The Italy head coach, Kieran Crowley, believes Uruguay will pose a “massive threat” when the sides meet at Stade de Nice on Wednesday.
After an inspirational display by Los Teros against France last Thursday in Lille, when they trailed by a single point after 55 minutes before losing 27-12, the Azzurri coach is not merely being polite.
Crowley has made four changes to the XV that defeated Namibia 52-8 in their Pool A opener in Saint-Étienne, with Ange Capuozzo switching from wing to full-back, Lorenzo Pani starting on the wing and Alessandro Garbisi selected at scrum-half. The prop Marco Riccione also comes into the starting side along with the second-row Niccolò Cannone.
“Uruguay pose a massive threat,” Crowley said. “I was [coaching] in Canada 15 years ago and they were just starting to get their systems right. They have got a centralised programme in Montevideo and most of their team plays for a club in the American championship [Super Rugby Americas]. Then you add in the players who play in France, and you have got a pretty formidable team.”
The prospect of Capuozzo attacking from full-back is a thrilling one for Italy’s fans and neutrals alike, but given Uruguay’s fierce battle with the French pack last week, Crowley knows space will have to be earned.
“He will probably have more opportunities to have the ball in his hands,” Crowley said of the 24-year-old Capuozzo’s positional switch. “But you can only do that if the guys up front do the job. If we can get some go-forward ball he has the opportunity to influence the game. You can’t influence the game if you don’t win the gainline battle.”
Tommaso Allan, who moves from full-back to fly-half, kicked eight out of eight in the win over Namibia. Another 15 points would see him overtake Diego Domínguez as their leading scorer at Rugby World Cups. Allan at No 10 means Paolo Garbisi plays his first Test match at inside-centre after 23 previous starts for Italy at fly-half.
The Uruguay coach, Esteban Meneses, makes two changes following his team’s admirable display against the host nation. Germán Kessler comes in at hooker with Gastón Mieres, who debuted in 2010 and is playing at his third World Cup, starting on the wing. Four years ago in Japan, Uruguay achieved a memorable win against a Fiji side featuring several players who helped to sensationally defeat Australia in Pool C on Sunday. An upset victory in Nice would mean third place in Pool A – guaranteeing qualification for the next tournament in 2027 – would become a target for Uruguay.

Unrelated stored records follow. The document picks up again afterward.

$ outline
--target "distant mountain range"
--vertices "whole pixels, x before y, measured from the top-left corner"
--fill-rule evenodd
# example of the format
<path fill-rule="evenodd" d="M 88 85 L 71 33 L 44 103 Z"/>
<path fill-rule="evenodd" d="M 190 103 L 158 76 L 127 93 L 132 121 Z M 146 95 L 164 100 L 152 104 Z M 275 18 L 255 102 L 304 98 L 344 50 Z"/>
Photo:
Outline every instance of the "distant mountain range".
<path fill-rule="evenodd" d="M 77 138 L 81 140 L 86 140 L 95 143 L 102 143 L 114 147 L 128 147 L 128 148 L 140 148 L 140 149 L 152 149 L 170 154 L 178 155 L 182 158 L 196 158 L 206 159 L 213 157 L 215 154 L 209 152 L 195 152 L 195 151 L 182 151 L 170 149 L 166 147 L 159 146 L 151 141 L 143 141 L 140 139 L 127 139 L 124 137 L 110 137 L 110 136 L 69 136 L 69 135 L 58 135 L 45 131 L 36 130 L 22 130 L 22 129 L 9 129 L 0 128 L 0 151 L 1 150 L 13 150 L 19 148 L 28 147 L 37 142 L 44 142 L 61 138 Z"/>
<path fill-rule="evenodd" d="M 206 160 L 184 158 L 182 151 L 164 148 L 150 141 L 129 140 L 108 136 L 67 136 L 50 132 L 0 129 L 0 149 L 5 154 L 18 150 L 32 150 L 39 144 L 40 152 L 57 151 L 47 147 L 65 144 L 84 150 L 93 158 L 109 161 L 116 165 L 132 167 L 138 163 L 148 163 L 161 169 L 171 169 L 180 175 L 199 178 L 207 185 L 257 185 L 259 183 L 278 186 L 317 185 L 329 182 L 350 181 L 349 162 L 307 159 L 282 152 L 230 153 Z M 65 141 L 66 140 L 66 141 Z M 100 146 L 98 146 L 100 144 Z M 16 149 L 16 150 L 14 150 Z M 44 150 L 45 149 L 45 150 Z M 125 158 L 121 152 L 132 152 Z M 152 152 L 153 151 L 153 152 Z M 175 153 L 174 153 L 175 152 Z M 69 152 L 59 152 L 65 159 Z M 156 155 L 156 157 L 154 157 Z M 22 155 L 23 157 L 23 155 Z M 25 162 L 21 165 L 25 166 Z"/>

“The tier two countries are getting a hell of a lot closer,” Crowley said of the challenge awaiting Italy on the Côte d’Azur. “Look at all these teams, Uruguay, Chile, Portugal, they have got full-time training programmes.
“The only other thing they’re not getting is consistent competitive games against tier one countries. Once that is sorted out you are going to have a hell of a lot more equilibrium in world rugby.”